[
https://issues.apache.org/jira/browse/MAHOUT-710?page=com.atlassian.jira.plugin.system.issuetabpanels:comment-tabpanel&focusedCommentId=13051731#comment-13051731
]
Hector Yee commented on MAHOUT-710:
-----------------------------------
I'd love to beta test it soon. How will Enumerate Triangle perform on a graph
of tens of millions of nodes?
> Implementing K-Trusses
> ----------------------
>
> Key: MAHOUT-710
> URL: https://issues.apache.org/jira/browse/MAHOUT-710
> Project: Mahout
> Issue Type: New Feature
> Affects Versions: 0.6
> Reporter: Tillmann Fiehn
> Assignee: Sebastian Schelter
> Attachments:
> 0001-SimplifyGraph_AugmentEdgesWithDegrees_EnumerateTriangles_workfine.patch
>
> Original Estimate: 672h
> Remaining Estimate: 672h
>
> We are Tillmann Fiehn and Sebastian Arnold, IT students from TU Berlin. As
> Sebastian Schelter already announced, we are atteding Isabel's and
> Sebastian's class "Large scale data analysis and data mining" and picked an
> interesting project that we want to implement in Mahout. We are open for any
> hints and suggestions and would appreciate if you could share your thoughts
> on our proposal.
> Our goal is to implement a map/reduce algorithm for finding k-trusses in a
> given graph. A k-truss is a nontrivial, single-component maximal subgraph,
> such that every edge is contained in at least k-2 triangles in the subgraph.

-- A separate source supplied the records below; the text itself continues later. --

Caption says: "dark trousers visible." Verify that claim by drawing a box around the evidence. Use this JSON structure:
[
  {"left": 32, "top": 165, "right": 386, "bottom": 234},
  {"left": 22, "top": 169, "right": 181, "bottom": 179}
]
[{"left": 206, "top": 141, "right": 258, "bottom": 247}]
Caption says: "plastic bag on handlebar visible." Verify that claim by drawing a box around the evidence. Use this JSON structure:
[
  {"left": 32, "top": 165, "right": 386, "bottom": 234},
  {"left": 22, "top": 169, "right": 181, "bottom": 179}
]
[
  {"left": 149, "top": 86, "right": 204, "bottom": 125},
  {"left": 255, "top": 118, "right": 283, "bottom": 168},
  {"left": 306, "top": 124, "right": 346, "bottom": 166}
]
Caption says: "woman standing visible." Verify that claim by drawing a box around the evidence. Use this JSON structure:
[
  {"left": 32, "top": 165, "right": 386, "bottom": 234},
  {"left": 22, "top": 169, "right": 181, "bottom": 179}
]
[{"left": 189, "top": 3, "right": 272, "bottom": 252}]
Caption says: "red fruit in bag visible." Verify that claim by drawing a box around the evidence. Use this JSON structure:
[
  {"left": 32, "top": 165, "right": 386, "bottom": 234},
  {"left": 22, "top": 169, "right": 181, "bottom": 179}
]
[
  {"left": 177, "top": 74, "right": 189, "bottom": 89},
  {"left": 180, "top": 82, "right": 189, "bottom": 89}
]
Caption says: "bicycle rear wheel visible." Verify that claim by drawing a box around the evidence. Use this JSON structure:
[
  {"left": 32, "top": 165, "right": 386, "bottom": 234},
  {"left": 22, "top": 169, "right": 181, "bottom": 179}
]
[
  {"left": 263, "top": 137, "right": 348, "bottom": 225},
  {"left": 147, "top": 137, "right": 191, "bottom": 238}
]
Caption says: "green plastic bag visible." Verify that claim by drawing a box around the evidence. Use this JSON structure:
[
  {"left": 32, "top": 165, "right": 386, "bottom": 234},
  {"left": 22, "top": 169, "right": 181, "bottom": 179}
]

> The algorithm was proposed in the IEEE paper J. Cohen 2009: "Graph Twiddling
> in a MapReduce World"
> (http://www.csee.usf.edu/~anda/CIS6930-S11/papers/graph-processing-w-mapreduce.pdf)
> and involves a number of graph algorithms that are to our knowledge
> currently not present in Mahout:
> *Goal: finding K-Trusses*
> * relaxation of k-member clique
> * non-trivial, single-component maximal subgraph, s.t.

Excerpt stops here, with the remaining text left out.